Dimensi-dimensi Budaya Politik
Untuk memudahkan analisis
pengaruh budaya politik terhadap administrasi public, khususnya birokrasi, maka
dapat kita gunakan 4 parameter dimensi menurut Lucian W. Pye. Pye membagi
dimensi tersebut menjadi hirarki dan equality, liberty and coercion, loyalty
and commitment, dan trust and distrust.
Hirarki dan Equality. Hampir
semua sturktur administrative punya stuktur hirarkis baik dalam hal personil
maupun otoritas. Nilai-nilai budaya sehubungan dengan otoritas dan
impersonalitas suatu aturan penting untuk menentukan akseptabilitas
praktek-praktek manajemen hirarkis yang tersedia. Dalam hubungan dengan masalah
hirarki dan equality ini, penting diajukan pertanyaan bagaimana cara rekrutmen
untuk posisi administrative?
Anda tentu masih ingat
‘achievement’ dan ‘ascription’ dalam konteks bagaimana masyrakat merekrut orang
untuk sebuah posisi, bukan? Dalam masyarakat yang berorientasi ‘achievement’

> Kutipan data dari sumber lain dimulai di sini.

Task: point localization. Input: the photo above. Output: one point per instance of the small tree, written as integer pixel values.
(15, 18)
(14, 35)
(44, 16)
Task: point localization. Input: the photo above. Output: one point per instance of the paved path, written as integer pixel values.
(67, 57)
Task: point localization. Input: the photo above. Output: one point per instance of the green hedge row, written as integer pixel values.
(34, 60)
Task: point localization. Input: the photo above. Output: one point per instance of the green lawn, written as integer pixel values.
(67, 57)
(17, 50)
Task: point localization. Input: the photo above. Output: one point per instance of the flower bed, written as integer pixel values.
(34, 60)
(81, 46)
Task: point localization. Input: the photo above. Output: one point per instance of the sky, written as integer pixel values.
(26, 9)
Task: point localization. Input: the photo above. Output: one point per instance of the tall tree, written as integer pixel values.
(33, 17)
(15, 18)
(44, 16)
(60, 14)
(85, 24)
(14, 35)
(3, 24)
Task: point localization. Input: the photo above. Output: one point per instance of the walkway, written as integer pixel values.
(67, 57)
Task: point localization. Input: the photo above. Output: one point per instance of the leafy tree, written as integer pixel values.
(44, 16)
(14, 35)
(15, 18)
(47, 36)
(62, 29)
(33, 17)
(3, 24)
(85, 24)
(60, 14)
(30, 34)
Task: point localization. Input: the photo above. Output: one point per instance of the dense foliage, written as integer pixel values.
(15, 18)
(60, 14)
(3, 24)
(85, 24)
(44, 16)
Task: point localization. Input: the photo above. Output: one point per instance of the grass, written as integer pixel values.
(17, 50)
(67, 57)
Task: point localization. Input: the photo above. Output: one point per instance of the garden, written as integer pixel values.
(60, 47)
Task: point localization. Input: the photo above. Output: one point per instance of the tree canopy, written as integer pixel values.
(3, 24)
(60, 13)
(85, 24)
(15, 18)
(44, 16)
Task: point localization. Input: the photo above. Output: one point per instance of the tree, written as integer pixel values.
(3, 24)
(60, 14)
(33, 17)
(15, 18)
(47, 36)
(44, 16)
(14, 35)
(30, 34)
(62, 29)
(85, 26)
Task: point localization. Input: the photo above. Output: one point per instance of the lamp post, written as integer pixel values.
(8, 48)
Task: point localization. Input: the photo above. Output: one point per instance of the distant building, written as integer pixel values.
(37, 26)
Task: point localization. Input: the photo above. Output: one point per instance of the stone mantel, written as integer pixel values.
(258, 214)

posisi seorang individu ditentukan oleh ability-nya. Kemajuan di masyarakat ditentukan
oleh apa yang orang dapat lakukan, bukan oleh dari mana ia lahir. Di sisi lain,
masyarakat askriptif merekrut individu ke dalam satu posisi (birokrasi)
berdasarkan criteria askriptif seperti kelas, status, ras, bahasa, kasta,
gender, singkatnya berdasarkan karakter personal yang eksklusif.
Kriteria ‘achievement’ banyak
dihubungkan dengan masyarakat ‘modern’ sementara criteria ‘askriptif’ kepada
masyarakat tradisional. Birokrasi sering dikatakan sebagai wujud masyarakat
modern dan sebab itu dalam pola rekrutment harus mengikut pada pola
‘achievement.’ Para pemilih boleh saja memilih elit tradisional untuk mengatur
Negara, tetapi birokrasi secara teori lebih memilih orang terbaik dengan
mengabaikan posisi sosial-ekonomi atau karakteristik askriptif lainnya. Secara
teori ini mungkin benar, tetapi pada kenyataannya tidaklah demikian.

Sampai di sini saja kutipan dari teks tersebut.